Edit: Just found an unexpected benefit of self-contained HTML: makes your software immune to bit rot. I tried loading an old project of mine on Web Archive but it hadn't archived the external JS file! Sad! Meanwhile, this one loads fine because all the JS is in the HTML! Winning!
https://web.archive.org/web/20210508133239id_/https://andai....
This is my homage to the old SodaPlay Constructor. (Never made an editor, sorry!) Feel free to view-source!
The "frictionlessness" of lowering the "activation energy", is not just nice for beginners... heck, it's nice for me! I can just download this file from Wayback Machine and continue hacking on it!
It does, of course, limit you to very small codebases, but that's what I like! Many small projects. The spring physics creature linked above is about 300 LOC total. The ASCII bonsai tree is ~100: https://web.archive.org/web/20220823113003id_/https://andai....
*In terms of tooling/setup, at least! Learning to code is another matter... (Neither of these projects are very readable for a beginner though, so that aspect needs some work.)
This is even easier now we have 'data:' URLs. It's also useful for avoiding problems on file:// URLs, which don't even need a HTTP server.
https://github.com/tc39/proposal-type-annotations
If "making the red-bouncy-plonk button instead become the blue-wobble-thunk button" requires chasing through a maze of 3-to-7 interfaces and classes to find which classes need new implementations and which can be reused... Suddenly what sounded like a 10 minute change becomes half a day of swearing under your breath at either the compiler or the previous engineer.
Sure, abstract things, but make sure there's also a way to bundle behavior together in one common spot, so I don't have to touch 6 files to update one component.
https://htmx.org/essays/locality-of-behaviour/#conflict-with...
With Tailwind you're trusting a 3rd party library to abstract the CSS spec for you, and for that abstracted quasi-spec to be followed by your build configuration.
There is no harm in a plain CSS file, and applying classes at the element level in the HTML.
If you put in-line CSS in the HTML is not only leads to severe duplication, but is also a maintenance nightmare if you want to change anything.
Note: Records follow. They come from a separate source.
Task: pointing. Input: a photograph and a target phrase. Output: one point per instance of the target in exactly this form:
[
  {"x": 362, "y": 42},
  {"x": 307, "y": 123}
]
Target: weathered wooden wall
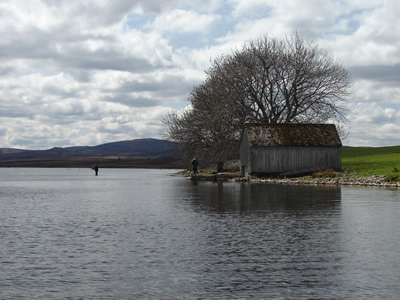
[{"x": 275, "y": 160}]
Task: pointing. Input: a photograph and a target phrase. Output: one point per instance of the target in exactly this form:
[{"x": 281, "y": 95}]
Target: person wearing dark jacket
[
  {"x": 96, "y": 169},
  {"x": 195, "y": 164}
]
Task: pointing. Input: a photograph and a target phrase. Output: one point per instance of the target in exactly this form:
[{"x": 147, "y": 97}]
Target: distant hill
[{"x": 144, "y": 152}]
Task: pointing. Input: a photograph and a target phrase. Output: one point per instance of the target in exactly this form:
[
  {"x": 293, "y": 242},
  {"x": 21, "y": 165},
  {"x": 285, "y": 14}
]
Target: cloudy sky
[{"x": 88, "y": 72}]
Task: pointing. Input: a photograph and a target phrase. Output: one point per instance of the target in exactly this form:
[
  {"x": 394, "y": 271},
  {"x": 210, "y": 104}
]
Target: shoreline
[{"x": 340, "y": 179}]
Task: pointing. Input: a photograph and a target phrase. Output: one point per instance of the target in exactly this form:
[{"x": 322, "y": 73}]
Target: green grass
[{"x": 369, "y": 161}]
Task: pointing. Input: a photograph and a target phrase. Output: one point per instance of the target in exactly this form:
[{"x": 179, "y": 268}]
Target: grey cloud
[
  {"x": 167, "y": 86},
  {"x": 387, "y": 74},
  {"x": 131, "y": 101}
]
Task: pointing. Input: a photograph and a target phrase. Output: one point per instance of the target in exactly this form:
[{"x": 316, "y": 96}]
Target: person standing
[
  {"x": 96, "y": 169},
  {"x": 195, "y": 164}
]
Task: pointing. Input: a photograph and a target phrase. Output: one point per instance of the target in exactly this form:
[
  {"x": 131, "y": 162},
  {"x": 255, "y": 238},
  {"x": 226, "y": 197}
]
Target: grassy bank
[{"x": 368, "y": 161}]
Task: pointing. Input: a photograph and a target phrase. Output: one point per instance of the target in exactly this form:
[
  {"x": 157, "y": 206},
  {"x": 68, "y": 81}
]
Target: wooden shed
[{"x": 276, "y": 149}]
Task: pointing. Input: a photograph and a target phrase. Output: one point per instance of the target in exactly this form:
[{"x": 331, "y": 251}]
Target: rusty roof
[{"x": 311, "y": 135}]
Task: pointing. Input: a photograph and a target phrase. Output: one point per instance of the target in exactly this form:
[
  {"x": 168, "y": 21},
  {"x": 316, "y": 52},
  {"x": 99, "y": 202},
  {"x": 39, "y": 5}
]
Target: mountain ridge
[{"x": 147, "y": 152}]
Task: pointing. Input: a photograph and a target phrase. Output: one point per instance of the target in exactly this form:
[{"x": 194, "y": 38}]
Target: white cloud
[
  {"x": 88, "y": 72},
  {"x": 181, "y": 21}
]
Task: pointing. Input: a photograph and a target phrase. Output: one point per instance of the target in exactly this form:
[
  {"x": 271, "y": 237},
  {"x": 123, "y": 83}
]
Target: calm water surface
[{"x": 141, "y": 234}]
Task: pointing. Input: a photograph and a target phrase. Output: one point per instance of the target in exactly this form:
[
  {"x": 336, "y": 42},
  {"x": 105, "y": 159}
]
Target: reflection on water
[{"x": 130, "y": 234}]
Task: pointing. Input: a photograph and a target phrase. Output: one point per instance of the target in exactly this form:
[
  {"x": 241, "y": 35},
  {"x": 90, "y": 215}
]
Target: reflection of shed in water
[{"x": 289, "y": 148}]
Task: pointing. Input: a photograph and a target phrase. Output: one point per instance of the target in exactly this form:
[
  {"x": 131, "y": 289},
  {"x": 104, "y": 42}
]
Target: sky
[{"x": 89, "y": 72}]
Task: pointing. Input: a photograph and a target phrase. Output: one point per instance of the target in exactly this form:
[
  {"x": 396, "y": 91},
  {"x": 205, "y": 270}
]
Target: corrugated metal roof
[{"x": 312, "y": 135}]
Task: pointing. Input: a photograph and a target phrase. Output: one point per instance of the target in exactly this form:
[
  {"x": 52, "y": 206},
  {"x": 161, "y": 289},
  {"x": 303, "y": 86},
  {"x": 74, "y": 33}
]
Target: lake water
[{"x": 141, "y": 234}]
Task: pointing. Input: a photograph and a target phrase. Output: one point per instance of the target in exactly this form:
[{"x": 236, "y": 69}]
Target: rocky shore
[{"x": 341, "y": 179}]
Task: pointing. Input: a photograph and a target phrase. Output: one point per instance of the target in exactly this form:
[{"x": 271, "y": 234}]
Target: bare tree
[{"x": 268, "y": 80}]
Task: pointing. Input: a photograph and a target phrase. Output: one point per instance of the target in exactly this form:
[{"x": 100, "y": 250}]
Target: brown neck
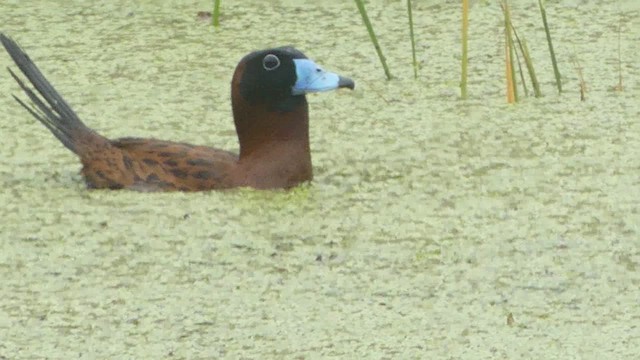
[
  {"x": 274, "y": 144},
  {"x": 260, "y": 128}
]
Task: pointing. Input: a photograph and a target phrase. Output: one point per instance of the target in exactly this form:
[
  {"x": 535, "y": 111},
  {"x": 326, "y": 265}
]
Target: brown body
[{"x": 273, "y": 131}]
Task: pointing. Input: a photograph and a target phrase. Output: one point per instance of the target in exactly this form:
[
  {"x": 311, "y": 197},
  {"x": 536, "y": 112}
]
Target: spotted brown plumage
[{"x": 270, "y": 113}]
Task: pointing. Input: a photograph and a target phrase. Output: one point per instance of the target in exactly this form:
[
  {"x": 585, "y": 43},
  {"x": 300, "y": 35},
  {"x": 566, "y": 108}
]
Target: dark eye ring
[{"x": 270, "y": 62}]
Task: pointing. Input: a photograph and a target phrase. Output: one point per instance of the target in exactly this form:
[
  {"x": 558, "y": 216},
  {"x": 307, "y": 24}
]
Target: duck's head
[
  {"x": 269, "y": 104},
  {"x": 279, "y": 78}
]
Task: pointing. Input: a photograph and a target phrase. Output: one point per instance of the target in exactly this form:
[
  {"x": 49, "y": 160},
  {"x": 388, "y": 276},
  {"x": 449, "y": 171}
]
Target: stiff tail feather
[{"x": 49, "y": 107}]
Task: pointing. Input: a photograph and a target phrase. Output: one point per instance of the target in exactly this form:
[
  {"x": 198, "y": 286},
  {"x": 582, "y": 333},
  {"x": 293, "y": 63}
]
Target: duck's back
[{"x": 156, "y": 165}]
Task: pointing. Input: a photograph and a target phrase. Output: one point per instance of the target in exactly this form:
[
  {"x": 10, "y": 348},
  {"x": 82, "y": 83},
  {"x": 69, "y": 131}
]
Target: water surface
[{"x": 429, "y": 221}]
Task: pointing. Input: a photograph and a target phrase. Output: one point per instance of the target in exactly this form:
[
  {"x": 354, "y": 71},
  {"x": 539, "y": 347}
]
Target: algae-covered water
[{"x": 435, "y": 228}]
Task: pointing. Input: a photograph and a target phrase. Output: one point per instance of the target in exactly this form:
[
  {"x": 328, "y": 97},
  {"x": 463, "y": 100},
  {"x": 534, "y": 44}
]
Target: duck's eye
[{"x": 270, "y": 62}]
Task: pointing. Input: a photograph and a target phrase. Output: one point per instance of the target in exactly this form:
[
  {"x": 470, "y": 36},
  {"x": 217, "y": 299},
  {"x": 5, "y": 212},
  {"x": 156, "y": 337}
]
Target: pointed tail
[{"x": 48, "y": 106}]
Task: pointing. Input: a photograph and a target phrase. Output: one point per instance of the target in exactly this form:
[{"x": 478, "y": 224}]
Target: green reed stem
[
  {"x": 465, "y": 48},
  {"x": 372, "y": 35},
  {"x": 556, "y": 72},
  {"x": 413, "y": 41},
  {"x": 511, "y": 78},
  {"x": 215, "y": 16},
  {"x": 528, "y": 61}
]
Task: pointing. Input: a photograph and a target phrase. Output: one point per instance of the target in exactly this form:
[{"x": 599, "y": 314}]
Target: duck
[{"x": 270, "y": 114}]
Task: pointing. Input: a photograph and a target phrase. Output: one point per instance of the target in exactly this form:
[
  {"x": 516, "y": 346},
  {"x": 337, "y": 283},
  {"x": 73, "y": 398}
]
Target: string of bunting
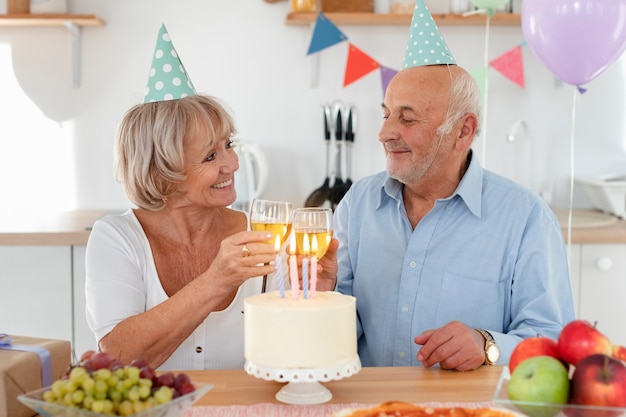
[{"x": 359, "y": 64}]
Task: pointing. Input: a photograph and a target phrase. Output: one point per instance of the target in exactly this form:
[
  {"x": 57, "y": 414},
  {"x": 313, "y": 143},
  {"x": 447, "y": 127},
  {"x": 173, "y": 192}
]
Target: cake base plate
[
  {"x": 304, "y": 393},
  {"x": 303, "y": 384}
]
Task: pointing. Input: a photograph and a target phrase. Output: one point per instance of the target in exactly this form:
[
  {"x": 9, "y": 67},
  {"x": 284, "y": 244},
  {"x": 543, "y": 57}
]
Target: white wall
[{"x": 242, "y": 52}]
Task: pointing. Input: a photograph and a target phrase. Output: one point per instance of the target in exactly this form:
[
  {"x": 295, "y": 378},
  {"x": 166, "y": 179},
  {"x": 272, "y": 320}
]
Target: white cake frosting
[{"x": 309, "y": 333}]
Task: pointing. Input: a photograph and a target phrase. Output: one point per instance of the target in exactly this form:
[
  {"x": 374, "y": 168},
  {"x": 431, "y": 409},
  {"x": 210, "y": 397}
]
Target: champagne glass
[
  {"x": 313, "y": 227},
  {"x": 274, "y": 217}
]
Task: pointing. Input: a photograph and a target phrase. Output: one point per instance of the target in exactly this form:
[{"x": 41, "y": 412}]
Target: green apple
[{"x": 540, "y": 379}]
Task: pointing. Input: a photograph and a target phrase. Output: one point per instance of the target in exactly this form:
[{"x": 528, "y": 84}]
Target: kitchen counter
[
  {"x": 72, "y": 227},
  {"x": 414, "y": 384},
  {"x": 30, "y": 228}
]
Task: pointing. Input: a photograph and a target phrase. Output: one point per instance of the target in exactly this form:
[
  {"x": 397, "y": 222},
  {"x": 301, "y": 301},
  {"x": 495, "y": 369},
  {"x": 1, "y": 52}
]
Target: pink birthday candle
[
  {"x": 293, "y": 267},
  {"x": 313, "y": 266},
  {"x": 305, "y": 266},
  {"x": 279, "y": 268}
]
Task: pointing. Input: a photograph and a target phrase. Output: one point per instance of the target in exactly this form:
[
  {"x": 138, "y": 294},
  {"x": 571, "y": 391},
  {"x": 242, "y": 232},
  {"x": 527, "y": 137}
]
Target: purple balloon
[{"x": 576, "y": 39}]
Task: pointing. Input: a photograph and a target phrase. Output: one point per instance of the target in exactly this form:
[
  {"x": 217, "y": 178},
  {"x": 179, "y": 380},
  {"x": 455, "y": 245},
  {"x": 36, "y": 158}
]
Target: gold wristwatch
[{"x": 492, "y": 353}]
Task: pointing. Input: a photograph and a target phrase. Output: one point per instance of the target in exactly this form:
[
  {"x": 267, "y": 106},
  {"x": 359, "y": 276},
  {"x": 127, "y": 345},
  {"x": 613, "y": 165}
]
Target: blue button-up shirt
[{"x": 492, "y": 255}]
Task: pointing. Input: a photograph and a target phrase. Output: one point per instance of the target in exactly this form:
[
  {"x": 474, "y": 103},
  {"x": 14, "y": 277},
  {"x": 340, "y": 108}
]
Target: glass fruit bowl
[
  {"x": 537, "y": 409},
  {"x": 174, "y": 408}
]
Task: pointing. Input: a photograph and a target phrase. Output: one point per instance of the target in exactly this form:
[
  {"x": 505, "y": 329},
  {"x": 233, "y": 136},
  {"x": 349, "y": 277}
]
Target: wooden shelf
[
  {"x": 49, "y": 20},
  {"x": 72, "y": 22},
  {"x": 373, "y": 19}
]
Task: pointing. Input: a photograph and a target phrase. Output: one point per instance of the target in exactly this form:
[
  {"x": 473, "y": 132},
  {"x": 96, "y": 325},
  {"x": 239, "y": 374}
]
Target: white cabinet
[
  {"x": 574, "y": 268},
  {"x": 83, "y": 337},
  {"x": 36, "y": 291},
  {"x": 42, "y": 293},
  {"x": 603, "y": 288}
]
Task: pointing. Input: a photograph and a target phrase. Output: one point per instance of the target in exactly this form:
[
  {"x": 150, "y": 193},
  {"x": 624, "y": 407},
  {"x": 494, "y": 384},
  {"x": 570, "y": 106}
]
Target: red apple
[
  {"x": 619, "y": 352},
  {"x": 580, "y": 339},
  {"x": 531, "y": 347},
  {"x": 598, "y": 380}
]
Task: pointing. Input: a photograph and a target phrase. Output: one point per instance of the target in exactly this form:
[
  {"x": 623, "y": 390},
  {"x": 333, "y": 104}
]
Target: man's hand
[
  {"x": 327, "y": 268},
  {"x": 454, "y": 346}
]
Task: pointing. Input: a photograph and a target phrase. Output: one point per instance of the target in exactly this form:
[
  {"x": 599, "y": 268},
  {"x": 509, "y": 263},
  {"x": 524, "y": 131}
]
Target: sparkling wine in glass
[
  {"x": 315, "y": 226},
  {"x": 274, "y": 217}
]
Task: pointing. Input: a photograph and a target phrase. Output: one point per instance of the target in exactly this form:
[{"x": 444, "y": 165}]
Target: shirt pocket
[{"x": 473, "y": 300}]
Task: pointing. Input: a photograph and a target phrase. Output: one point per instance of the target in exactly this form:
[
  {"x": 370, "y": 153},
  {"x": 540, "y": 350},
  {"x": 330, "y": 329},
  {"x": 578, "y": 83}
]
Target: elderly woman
[{"x": 166, "y": 280}]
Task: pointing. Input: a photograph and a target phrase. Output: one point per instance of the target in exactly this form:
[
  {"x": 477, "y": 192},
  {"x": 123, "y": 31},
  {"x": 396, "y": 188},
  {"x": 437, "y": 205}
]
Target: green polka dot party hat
[
  {"x": 425, "y": 46},
  {"x": 168, "y": 79}
]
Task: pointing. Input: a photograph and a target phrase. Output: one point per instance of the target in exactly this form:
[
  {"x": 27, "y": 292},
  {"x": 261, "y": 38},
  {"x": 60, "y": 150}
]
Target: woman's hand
[{"x": 242, "y": 256}]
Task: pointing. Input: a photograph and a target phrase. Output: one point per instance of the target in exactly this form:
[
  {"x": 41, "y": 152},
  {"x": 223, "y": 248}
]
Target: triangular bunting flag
[
  {"x": 359, "y": 64},
  {"x": 511, "y": 65},
  {"x": 386, "y": 74},
  {"x": 325, "y": 34},
  {"x": 480, "y": 75}
]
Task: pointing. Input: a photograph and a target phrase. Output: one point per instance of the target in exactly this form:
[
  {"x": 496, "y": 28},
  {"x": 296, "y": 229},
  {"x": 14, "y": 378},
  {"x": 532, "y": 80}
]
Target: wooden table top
[{"x": 371, "y": 385}]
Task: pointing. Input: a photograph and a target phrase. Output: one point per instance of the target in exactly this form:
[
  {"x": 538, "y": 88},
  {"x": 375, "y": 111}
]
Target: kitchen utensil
[
  {"x": 349, "y": 140},
  {"x": 340, "y": 187},
  {"x": 321, "y": 194}
]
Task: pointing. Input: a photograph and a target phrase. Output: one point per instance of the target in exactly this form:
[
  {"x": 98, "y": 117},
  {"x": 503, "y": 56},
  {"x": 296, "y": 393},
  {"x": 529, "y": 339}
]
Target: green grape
[
  {"x": 101, "y": 386},
  {"x": 144, "y": 391},
  {"x": 98, "y": 406},
  {"x": 125, "y": 408},
  {"x": 163, "y": 395},
  {"x": 78, "y": 396},
  {"x": 78, "y": 374},
  {"x": 88, "y": 384},
  {"x": 115, "y": 395},
  {"x": 88, "y": 402},
  {"x": 102, "y": 374},
  {"x": 133, "y": 394},
  {"x": 49, "y": 396},
  {"x": 123, "y": 391}
]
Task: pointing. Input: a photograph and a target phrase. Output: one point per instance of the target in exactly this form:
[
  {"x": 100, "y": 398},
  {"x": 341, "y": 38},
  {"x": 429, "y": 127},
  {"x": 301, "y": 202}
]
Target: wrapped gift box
[{"x": 21, "y": 370}]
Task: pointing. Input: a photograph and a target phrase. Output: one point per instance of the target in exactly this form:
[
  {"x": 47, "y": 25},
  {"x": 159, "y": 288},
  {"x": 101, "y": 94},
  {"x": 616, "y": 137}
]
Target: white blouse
[{"x": 122, "y": 281}]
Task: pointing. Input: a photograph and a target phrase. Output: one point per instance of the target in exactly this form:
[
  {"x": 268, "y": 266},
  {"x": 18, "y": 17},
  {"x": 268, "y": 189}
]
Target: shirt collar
[{"x": 469, "y": 189}]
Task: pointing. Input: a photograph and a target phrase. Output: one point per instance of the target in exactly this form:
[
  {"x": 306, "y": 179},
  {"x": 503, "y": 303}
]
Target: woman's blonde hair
[{"x": 150, "y": 144}]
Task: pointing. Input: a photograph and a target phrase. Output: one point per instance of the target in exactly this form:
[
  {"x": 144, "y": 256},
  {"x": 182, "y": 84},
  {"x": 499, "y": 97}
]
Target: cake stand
[{"x": 303, "y": 385}]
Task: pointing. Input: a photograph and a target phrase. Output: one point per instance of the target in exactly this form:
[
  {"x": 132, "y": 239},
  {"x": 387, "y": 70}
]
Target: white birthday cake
[{"x": 314, "y": 333}]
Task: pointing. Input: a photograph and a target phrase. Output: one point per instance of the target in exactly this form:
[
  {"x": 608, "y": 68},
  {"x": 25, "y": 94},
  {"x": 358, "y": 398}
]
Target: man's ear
[{"x": 467, "y": 132}]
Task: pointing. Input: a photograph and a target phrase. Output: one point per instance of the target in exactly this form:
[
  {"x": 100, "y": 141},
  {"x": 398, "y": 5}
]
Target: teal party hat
[
  {"x": 426, "y": 46},
  {"x": 168, "y": 79}
]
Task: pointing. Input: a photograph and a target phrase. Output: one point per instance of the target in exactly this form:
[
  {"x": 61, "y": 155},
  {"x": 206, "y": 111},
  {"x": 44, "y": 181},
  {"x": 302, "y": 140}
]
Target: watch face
[{"x": 493, "y": 353}]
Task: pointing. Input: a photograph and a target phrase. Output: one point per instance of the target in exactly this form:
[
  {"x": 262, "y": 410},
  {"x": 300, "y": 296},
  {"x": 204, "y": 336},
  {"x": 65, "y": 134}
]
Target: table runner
[{"x": 287, "y": 410}]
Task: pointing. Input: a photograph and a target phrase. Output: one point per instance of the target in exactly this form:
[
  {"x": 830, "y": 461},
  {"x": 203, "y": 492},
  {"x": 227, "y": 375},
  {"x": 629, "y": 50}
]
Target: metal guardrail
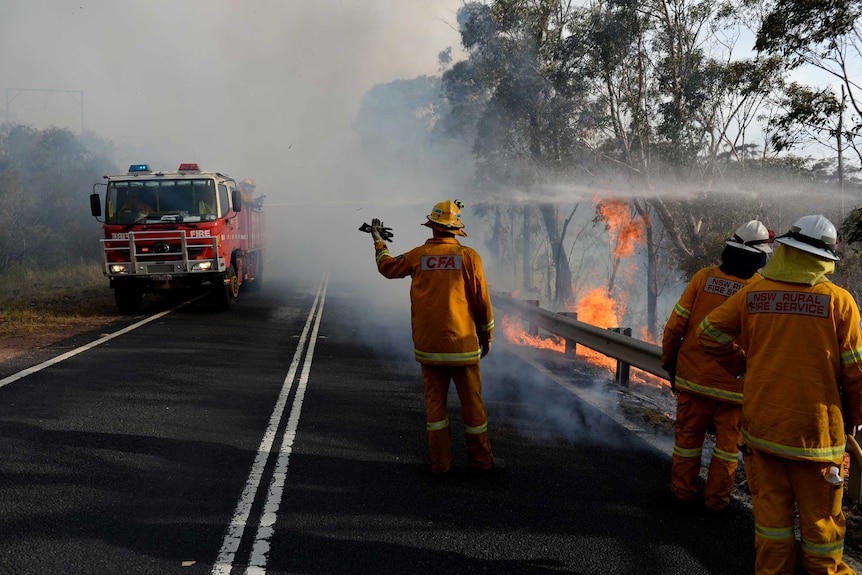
[
  {"x": 637, "y": 353},
  {"x": 640, "y": 354}
]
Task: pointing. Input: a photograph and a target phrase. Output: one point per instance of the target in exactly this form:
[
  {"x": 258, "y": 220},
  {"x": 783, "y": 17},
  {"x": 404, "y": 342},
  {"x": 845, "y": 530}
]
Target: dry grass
[{"x": 36, "y": 303}]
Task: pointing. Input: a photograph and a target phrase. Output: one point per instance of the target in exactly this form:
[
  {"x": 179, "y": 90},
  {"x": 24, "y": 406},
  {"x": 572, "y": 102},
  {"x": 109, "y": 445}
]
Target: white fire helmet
[
  {"x": 752, "y": 236},
  {"x": 813, "y": 234}
]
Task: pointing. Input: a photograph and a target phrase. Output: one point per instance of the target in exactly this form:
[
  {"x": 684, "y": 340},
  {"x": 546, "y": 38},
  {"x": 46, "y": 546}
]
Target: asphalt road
[{"x": 287, "y": 436}]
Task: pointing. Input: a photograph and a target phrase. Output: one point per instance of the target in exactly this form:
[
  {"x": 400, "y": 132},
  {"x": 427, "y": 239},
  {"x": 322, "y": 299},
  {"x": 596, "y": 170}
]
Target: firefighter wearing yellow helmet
[
  {"x": 453, "y": 326},
  {"x": 707, "y": 395},
  {"x": 798, "y": 337}
]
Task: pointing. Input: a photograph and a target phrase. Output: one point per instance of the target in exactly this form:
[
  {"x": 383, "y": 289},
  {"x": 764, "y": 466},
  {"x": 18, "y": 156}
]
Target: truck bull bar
[{"x": 162, "y": 259}]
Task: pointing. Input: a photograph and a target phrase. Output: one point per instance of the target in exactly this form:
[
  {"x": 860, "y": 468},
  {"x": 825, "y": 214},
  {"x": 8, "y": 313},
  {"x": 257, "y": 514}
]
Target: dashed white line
[{"x": 233, "y": 537}]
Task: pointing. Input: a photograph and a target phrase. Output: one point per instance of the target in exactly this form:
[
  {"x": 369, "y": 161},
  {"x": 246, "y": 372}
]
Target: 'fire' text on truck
[{"x": 180, "y": 231}]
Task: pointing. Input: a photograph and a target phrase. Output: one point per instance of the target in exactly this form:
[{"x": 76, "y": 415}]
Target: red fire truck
[{"x": 188, "y": 230}]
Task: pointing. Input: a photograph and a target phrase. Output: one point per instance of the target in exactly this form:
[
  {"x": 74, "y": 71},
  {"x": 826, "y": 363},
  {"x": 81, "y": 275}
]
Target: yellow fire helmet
[{"x": 446, "y": 216}]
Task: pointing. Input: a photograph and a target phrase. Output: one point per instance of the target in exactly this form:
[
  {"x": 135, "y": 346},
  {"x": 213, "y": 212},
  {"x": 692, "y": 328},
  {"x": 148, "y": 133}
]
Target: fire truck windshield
[{"x": 162, "y": 200}]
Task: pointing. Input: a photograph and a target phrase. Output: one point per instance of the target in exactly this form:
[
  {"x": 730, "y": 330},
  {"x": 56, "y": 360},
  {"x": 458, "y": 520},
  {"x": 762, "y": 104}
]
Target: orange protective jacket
[
  {"x": 451, "y": 312},
  {"x": 803, "y": 351},
  {"x": 697, "y": 371}
]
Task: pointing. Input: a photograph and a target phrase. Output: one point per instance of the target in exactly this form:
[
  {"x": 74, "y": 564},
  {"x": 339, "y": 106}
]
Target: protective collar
[{"x": 795, "y": 266}]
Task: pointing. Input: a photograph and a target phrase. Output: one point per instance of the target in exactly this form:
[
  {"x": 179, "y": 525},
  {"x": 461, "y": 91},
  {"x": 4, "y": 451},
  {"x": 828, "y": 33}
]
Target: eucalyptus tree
[
  {"x": 45, "y": 178},
  {"x": 519, "y": 97},
  {"x": 825, "y": 35}
]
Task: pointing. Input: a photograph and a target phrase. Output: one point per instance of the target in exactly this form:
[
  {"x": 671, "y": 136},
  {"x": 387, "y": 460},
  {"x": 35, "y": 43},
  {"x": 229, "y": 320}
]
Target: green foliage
[{"x": 45, "y": 179}]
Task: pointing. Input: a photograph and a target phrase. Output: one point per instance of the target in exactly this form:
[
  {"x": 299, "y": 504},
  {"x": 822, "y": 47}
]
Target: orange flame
[
  {"x": 625, "y": 231},
  {"x": 598, "y": 309}
]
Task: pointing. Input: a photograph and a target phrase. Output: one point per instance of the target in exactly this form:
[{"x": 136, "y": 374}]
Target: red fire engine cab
[{"x": 188, "y": 230}]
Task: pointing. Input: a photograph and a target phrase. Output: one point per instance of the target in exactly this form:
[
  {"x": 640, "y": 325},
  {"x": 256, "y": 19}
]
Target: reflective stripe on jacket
[
  {"x": 697, "y": 371},
  {"x": 450, "y": 305},
  {"x": 803, "y": 348}
]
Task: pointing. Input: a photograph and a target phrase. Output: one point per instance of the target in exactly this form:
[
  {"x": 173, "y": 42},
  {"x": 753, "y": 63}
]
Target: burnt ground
[{"x": 647, "y": 407}]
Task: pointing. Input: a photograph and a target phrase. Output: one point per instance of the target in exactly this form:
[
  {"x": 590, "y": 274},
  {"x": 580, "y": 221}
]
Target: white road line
[
  {"x": 76, "y": 351},
  {"x": 230, "y": 544},
  {"x": 266, "y": 526}
]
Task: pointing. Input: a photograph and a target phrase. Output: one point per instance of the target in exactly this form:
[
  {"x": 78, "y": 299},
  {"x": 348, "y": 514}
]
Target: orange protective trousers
[
  {"x": 776, "y": 484},
  {"x": 694, "y": 416},
  {"x": 468, "y": 384}
]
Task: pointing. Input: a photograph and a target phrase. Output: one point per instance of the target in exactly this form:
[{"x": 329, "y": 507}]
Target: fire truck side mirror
[
  {"x": 236, "y": 198},
  {"x": 95, "y": 205}
]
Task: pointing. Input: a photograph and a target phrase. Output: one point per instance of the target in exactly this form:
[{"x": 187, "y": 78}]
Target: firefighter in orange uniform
[
  {"x": 453, "y": 326},
  {"x": 708, "y": 395},
  {"x": 797, "y": 337}
]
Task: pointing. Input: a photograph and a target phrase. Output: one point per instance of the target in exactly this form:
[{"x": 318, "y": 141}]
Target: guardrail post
[
  {"x": 534, "y": 329},
  {"x": 571, "y": 345},
  {"x": 623, "y": 376}
]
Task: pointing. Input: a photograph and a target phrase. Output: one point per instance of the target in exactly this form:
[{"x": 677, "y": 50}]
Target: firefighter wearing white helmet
[
  {"x": 707, "y": 395},
  {"x": 796, "y": 336},
  {"x": 453, "y": 326},
  {"x": 752, "y": 236}
]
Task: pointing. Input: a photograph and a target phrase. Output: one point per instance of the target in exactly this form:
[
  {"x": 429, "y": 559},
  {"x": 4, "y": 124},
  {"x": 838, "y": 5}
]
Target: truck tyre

It works fine if all you are changing is a colour or whatever, but often there are margins, paddings, letter spacings, font sizes etc etc which lead to quite a lot of extra crap in each element on your page. Repeating those all over each if your HTML files is a real burden. Just use a single CSS file with sensibly named classes - it doesn't need to be sass or anything, just plain CSS is fine.
Then say one component on one page now needs to be styled differently.
You have 3 options: 1. Create a whole new class which duplicates much of the previous class 2. Create a smaller class which is intended to override some rules from the first class 3. Factor out the common styles into smaller classes.
All have some maintainability concerns, but taking the 3rd option to the extreme makes the problem non existent in the first place.
That’s the real strength of tailwind. Preventing a critical mass of one off styles from making your whole css setup unmanageable
And "separation of concerns" isn't?
What should be separated? Along what lines? How do we determine these lines? When does it make sense to pull some concerns out into another class/framework/markup/whatever? When does it make more sense to leave things stuck together?
The answer is: "It depends".
Not separating anything leads to spaghetti. Separating as much as possible, all the time, everywhere, leads to overly abstracted code that is easily as hard to maintain as spaghetti.
JS, CSS, and HTML aren't concerns, they are technologies that have cross-cutting concerns.
Customization isn’t required as long as defaults work. As such the efficiency gains from CSS etc take a back seat to simplicity.
If we look at HTML as a document / presentation language, we cannot deny styling. CSS is not only styling, but also adds animation.
In any case, CSS can be seen as aspect oriented programming.